Bijker used an “automotive” metaphor to describe the development of STS, which he conceptualizes largely as an academic detour. “It started with a political agenda that was successful within academia but not very successful in society. It didn’t succeed to stop nuclear power in the Netherlands (the Russians had to help with Chernobyl). The idea was, let’s achieve more fundamental sociological understanding then return to political issues; this describes the past 15 years…

“About five years ago, we started to raise the question, was this really detour and can we return to the main political question or are we stuck there? According to my roadmap, it’s still an academic highway; [the feeling is] ‘don’t bother us with this political stuff.’ There is also a policy street; some people are really able to sell this work. I’m pleading for a democratic (or politicization in Dutch) boulevard which combines the political agenda, but in less of a short term, instrumental way as the policy street, with academic research.”

On the topic of the politicization of technology, Feenberg admitted his doubts about the application of the principle of symmetry to technology. “The enormous differences in power and wealth in society at large make it absurd to talk about symmetry [e.g. Big Tobacco]. It’s hard to end a controversy when your adversary has 1000 times the amount of money you have and are cynical. This raises serious methodological problems and forces you back into more traditional sociological methods like ideology, class.”

Nodding amenably, Bijker agreed that it doesn’t make sense to use symmetry ontologically, as do Latour or Callon. Nonetheless, he maintained that it could be a useful heuristic device. He gave the example of his study of the flourescent lamp, and a battle between the all powerful General Electric and the utility companies, who were at some point able to force GE to do something it didn’t really want.

“My argument then would be, not that there are not huge power differences in the world, but explaining a development by using a concept like power is begging the question, why is one actor or institution more powerful than another?”

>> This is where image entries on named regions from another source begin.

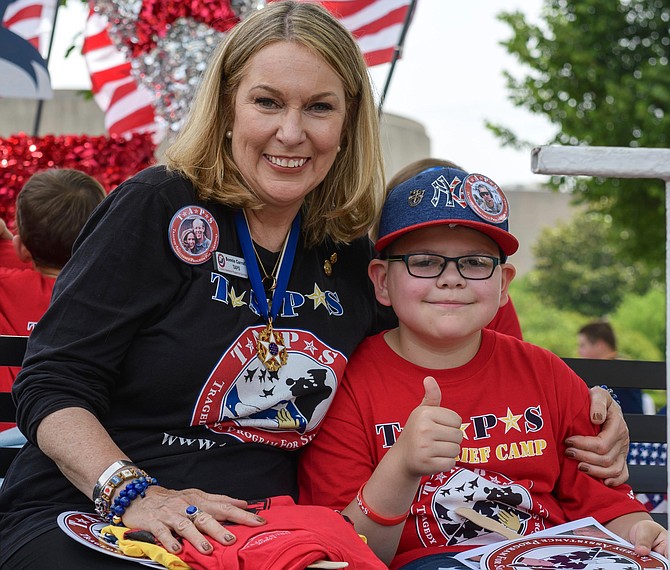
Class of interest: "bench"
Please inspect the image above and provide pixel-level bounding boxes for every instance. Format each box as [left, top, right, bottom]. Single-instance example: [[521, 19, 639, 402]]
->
[[563, 358, 668, 528]]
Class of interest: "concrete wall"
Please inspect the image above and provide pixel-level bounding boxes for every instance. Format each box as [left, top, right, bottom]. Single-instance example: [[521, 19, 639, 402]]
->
[[0, 91, 573, 275]]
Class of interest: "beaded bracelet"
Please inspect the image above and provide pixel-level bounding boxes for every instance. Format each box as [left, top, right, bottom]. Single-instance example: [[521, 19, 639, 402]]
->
[[107, 476, 158, 526], [356, 483, 409, 526], [94, 463, 149, 518]]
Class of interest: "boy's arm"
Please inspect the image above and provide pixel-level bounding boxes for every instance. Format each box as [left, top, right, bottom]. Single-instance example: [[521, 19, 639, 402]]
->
[[605, 512, 668, 557], [565, 387, 629, 487], [342, 376, 463, 564]]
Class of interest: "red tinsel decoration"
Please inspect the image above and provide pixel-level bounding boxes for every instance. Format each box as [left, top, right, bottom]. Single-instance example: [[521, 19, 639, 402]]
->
[[0, 133, 156, 228], [126, 0, 239, 57]]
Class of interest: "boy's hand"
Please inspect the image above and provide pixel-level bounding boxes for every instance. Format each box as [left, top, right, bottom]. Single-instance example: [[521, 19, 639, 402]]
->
[[393, 376, 463, 477], [629, 520, 668, 558]]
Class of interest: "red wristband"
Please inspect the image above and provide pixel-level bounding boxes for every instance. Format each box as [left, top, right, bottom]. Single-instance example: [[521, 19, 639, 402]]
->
[[356, 483, 409, 526]]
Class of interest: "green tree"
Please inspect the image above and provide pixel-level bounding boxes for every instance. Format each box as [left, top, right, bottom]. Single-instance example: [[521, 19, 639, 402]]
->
[[610, 286, 666, 360], [488, 0, 670, 268], [528, 212, 660, 317], [510, 275, 665, 358]]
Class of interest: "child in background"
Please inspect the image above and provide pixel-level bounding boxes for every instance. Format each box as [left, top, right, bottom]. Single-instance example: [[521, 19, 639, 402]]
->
[[0, 168, 105, 410], [300, 168, 667, 569]]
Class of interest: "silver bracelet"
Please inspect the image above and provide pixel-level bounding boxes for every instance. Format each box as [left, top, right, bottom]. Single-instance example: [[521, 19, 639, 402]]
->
[[91, 459, 134, 502]]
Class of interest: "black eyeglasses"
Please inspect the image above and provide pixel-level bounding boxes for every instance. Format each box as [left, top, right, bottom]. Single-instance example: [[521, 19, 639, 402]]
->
[[386, 253, 500, 281]]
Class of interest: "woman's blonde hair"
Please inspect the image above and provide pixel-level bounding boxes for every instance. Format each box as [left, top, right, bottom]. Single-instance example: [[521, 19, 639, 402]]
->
[[167, 1, 384, 245]]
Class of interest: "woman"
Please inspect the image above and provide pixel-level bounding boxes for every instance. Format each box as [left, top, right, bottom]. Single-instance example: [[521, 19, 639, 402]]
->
[[0, 2, 632, 570]]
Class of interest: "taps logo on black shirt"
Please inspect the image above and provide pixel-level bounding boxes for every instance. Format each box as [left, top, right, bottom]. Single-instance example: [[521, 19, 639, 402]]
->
[[191, 326, 346, 449]]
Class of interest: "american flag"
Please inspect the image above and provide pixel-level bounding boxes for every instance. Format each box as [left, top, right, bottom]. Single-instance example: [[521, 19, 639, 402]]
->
[[2, 0, 58, 51], [82, 0, 412, 142], [82, 9, 160, 142]]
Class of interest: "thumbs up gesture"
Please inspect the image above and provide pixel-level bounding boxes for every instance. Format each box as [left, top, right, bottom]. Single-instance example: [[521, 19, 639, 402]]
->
[[389, 376, 463, 477]]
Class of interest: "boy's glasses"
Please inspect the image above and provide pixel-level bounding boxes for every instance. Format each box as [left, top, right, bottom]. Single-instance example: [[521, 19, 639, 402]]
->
[[386, 253, 500, 281]]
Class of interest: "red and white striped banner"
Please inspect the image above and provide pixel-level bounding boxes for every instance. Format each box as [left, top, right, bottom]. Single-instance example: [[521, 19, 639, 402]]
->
[[82, 9, 160, 142], [83, 0, 418, 142], [2, 0, 58, 52]]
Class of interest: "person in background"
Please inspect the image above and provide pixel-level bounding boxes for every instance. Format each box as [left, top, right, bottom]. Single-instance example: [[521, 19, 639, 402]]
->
[[0, 0, 625, 570], [386, 158, 523, 340], [0, 1, 396, 570], [300, 168, 667, 570], [0, 168, 106, 434], [577, 321, 656, 414]]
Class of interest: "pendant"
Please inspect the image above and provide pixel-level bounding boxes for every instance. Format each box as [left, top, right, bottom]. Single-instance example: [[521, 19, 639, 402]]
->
[[256, 319, 288, 372]]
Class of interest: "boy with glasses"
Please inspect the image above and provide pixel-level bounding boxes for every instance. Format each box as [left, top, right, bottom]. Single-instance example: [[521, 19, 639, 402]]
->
[[300, 168, 667, 569]]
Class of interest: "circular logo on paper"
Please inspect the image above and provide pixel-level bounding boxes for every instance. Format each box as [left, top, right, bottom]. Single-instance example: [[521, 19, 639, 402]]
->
[[463, 174, 509, 224], [481, 536, 668, 570], [57, 511, 165, 570], [169, 206, 219, 265]]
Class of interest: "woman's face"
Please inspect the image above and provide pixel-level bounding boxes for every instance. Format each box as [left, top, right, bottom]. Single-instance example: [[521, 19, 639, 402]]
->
[[232, 42, 346, 210]]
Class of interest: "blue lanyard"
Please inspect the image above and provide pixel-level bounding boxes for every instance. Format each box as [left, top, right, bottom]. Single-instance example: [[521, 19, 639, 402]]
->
[[235, 210, 300, 323]]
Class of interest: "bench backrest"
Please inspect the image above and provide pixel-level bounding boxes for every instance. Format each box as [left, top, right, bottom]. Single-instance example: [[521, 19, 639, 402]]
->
[[563, 358, 668, 528]]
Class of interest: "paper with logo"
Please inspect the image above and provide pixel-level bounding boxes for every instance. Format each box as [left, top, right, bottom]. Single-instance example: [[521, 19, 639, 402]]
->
[[455, 517, 670, 570], [58, 511, 165, 570]]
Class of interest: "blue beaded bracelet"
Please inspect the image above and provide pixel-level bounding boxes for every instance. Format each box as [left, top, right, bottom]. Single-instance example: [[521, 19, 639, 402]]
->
[[107, 477, 158, 526]]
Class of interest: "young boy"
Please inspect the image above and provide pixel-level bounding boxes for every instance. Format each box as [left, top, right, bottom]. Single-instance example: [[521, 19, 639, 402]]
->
[[0, 168, 106, 400], [300, 168, 667, 568]]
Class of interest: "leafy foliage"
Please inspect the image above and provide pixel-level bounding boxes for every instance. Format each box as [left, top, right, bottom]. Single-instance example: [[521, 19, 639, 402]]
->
[[528, 212, 662, 317], [489, 0, 670, 268], [510, 276, 665, 360]]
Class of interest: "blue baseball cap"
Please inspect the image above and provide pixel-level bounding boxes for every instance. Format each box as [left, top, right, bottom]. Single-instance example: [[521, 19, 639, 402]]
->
[[375, 168, 519, 255]]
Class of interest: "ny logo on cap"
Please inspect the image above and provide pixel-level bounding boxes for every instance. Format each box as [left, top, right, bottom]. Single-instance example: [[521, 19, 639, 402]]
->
[[431, 175, 465, 208], [407, 190, 425, 208]]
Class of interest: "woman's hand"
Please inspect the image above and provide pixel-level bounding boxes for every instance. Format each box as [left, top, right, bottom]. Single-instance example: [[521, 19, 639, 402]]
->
[[565, 386, 630, 487], [123, 486, 265, 554], [629, 520, 668, 557]]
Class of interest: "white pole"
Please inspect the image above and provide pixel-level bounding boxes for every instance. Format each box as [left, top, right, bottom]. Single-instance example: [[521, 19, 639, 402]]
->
[[531, 146, 670, 526]]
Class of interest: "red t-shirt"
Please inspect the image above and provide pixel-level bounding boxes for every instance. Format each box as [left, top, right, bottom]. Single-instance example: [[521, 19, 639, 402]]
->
[[0, 240, 56, 431], [299, 330, 644, 568]]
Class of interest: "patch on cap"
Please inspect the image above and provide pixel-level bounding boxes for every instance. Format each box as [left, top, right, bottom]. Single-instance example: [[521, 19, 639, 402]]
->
[[463, 174, 509, 224]]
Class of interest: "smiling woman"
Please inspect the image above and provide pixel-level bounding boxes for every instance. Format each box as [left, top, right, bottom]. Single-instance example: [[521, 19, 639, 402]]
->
[[0, 1, 390, 570]]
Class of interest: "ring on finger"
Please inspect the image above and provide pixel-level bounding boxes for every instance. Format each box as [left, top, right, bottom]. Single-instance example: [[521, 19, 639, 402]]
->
[[186, 505, 202, 522]]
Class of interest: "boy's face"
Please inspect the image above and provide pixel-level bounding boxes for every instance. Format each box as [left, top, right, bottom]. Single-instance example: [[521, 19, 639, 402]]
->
[[369, 225, 516, 347]]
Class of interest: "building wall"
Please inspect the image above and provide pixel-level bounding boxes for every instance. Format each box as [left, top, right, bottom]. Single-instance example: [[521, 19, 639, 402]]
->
[[0, 91, 573, 275]]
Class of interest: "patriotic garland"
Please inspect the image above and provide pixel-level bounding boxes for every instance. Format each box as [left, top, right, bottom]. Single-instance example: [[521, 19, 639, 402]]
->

For Bijker, a symmetrical analysis means that “you don’t import implicitly, uncritically your preconceptions of the world but try to find out how these extreme differences in power, wealth, class are reproduced in the particular case you are studying. Hueristic advice: you will see more, that will help you understand what’s going on. The problem is, this works on micro level, but of course there’s more going on. I am one of the old STS guys who loves to use Marx, so I’m not denouncing Marxist theory. How to connect macro structure to microanalysis difficult.”

There was more to the conversation, but it jumped around a bit, and was less cohesive. Plus I think I’ve gone on quite long enough.